From the sounds of it, Steve Ballmer appears committed to bringing NBA hoops back to the Emerald City.
Two weeks after the NBA voted to prevent an investment group led by the Microsoft CEO and hedge fund manager Chris Hansen from bringing the Sacramento Kings to Seattle, Hansen sat down with local TV and radio stations on Tuesday.
Hansen appeared both on KJR radio and with our news partner KING5 for two candid interviews, during which the 45-year-old addressed a number of interesting topics and reflected on a tumultuous past couple of months and years.
When asked by KJR’s Dave Mahler about Ballmer’s future involvement, Hansen made clear that “you really should ask Steve,” and that he “does not like to speak for other people.” But he did add that he expects to have the same ownership group, which also includes Erik and Peter Nordstrom, move forward with another attempt to bring the NBA to Seattle.
“I think we all really enjoyed working with each other,” Hansen said on KJR. “Everyone is in this for the right reasons. Everybody is in it to do something great for the city and is really passionate about that. [The past few months] were frustrating and people handled that differently — everybody’s emotional demeanor is a little different, even in our small group. But I think that this will be the same group that ends up buying the team if you ask me today.”
Ballmer was reported to be “incredibly emotional,” and “horribly disappointed,” when the NBA relocation committee made up of 12 owners unanimously voted to block Seattle’s bid to buy the Kings back in April. But it would not be surprising to see him continue to help bring basketball back to the city, something he deeply cares about. Ballmer was a regular at Sonics games before the team departed for Oklahoma City in 2008 and also was part of another investment group that tried to keep the team here five years ago.

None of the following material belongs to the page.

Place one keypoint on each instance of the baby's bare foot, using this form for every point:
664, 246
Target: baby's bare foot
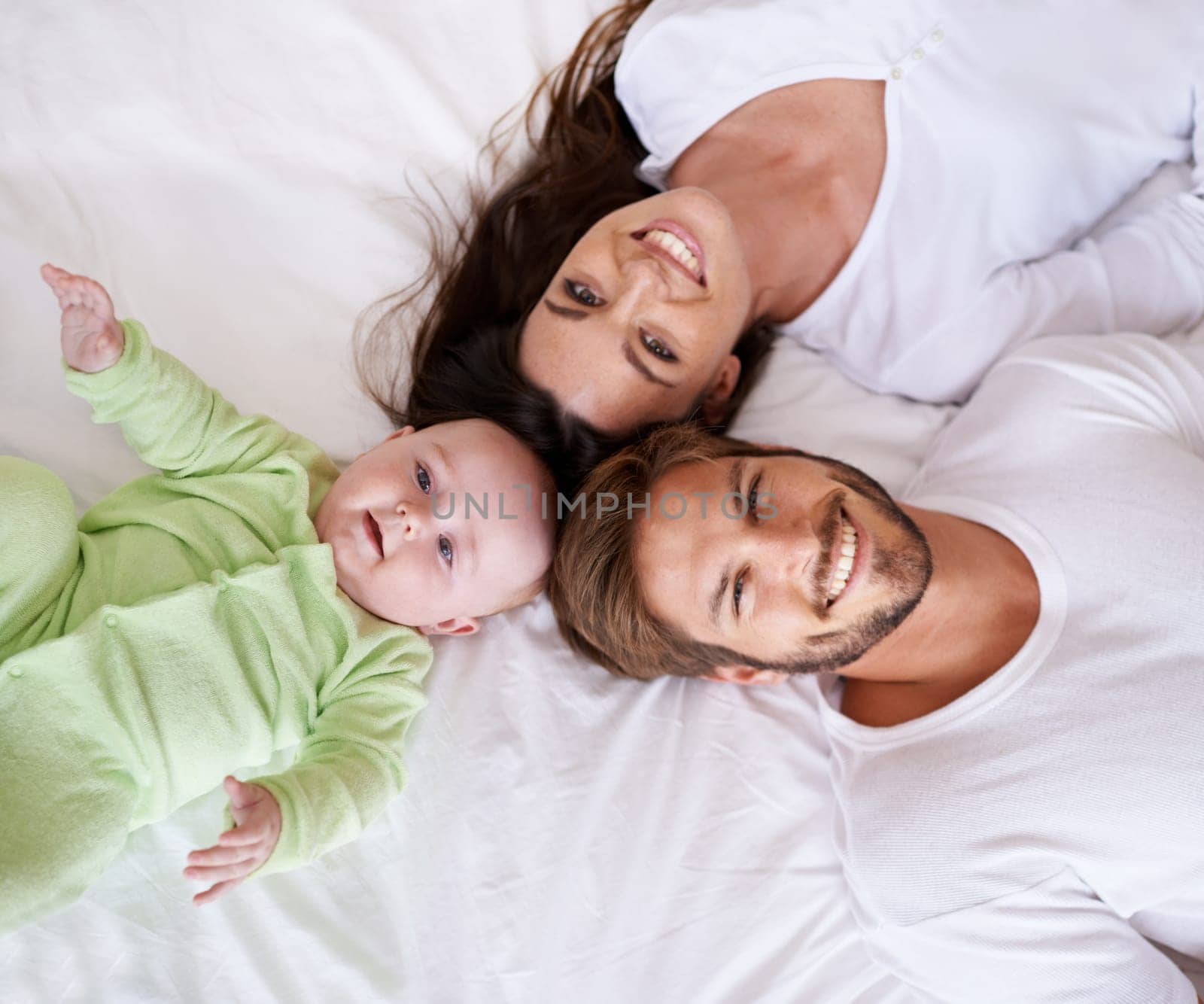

On Tuesday, Hansen was confident that the NBA would be coming back to Seattle, but that it was “just a matter of time.” Although disappointed with the recent outcome, he was optimistic about the whole process in terms of what it means for eventually getting professional basketball to Seattle.
“We showed the NBA and the owners that Seattle is without a doubt the best available market,” he said. “It’s probably better than half the markets they have in the league.”
He also was surprised that Sacramento was able to rally together such strong support to keep its NBA team in town. Had Hansen known that Sacramento had the financial and political backing in place, he said his group probably would not have tried to bring the team to Seattle.
“We really thought the Kings were going to be leaving Sacramento and it was just a matter of where,” Hansen said. “To a certain extent, the NBA probably felt that way, too.
In terms of a road map, I would just say that we are not going to be in that position again. We are not going to go to another city as a predator and try to wrestle a team away. It’s unfortunate we found ourselves in that position and is not the way we wanted to handle things. After everything we’ve been through, it kind of made me sick to my stomach in a way, like how did I get myself in this position? This wasn’t how it was supposed to go down.”
But Hansen has clearly moved on from the disappointment. He’ll continue exploring possibilities of an NBA expansion team coming to Seattle when the NBA signs new television contracts in the next few years. The MOU that Hansen has with the city for the proposed SoDo arena lasts another five years, but a team must come to Seattle before construction begins.
When and how that team arrives in the city is certainly up in the air, and many in Seattle have disdain for the NBA after what has transpired during these past few months, as well as what went down in 2008.
Hansen, who has remained calm, cool and collective during this entire process, has a different stance.
“People need to get the bad taste out of their mouth and just move on,” he said. “Being resentful just doesn’t get you anywhere in life. If you want the Sonics back, it’s probably a good time to get over the anger and frustration and get back to doing what it takes to show everyone what a great city we are.”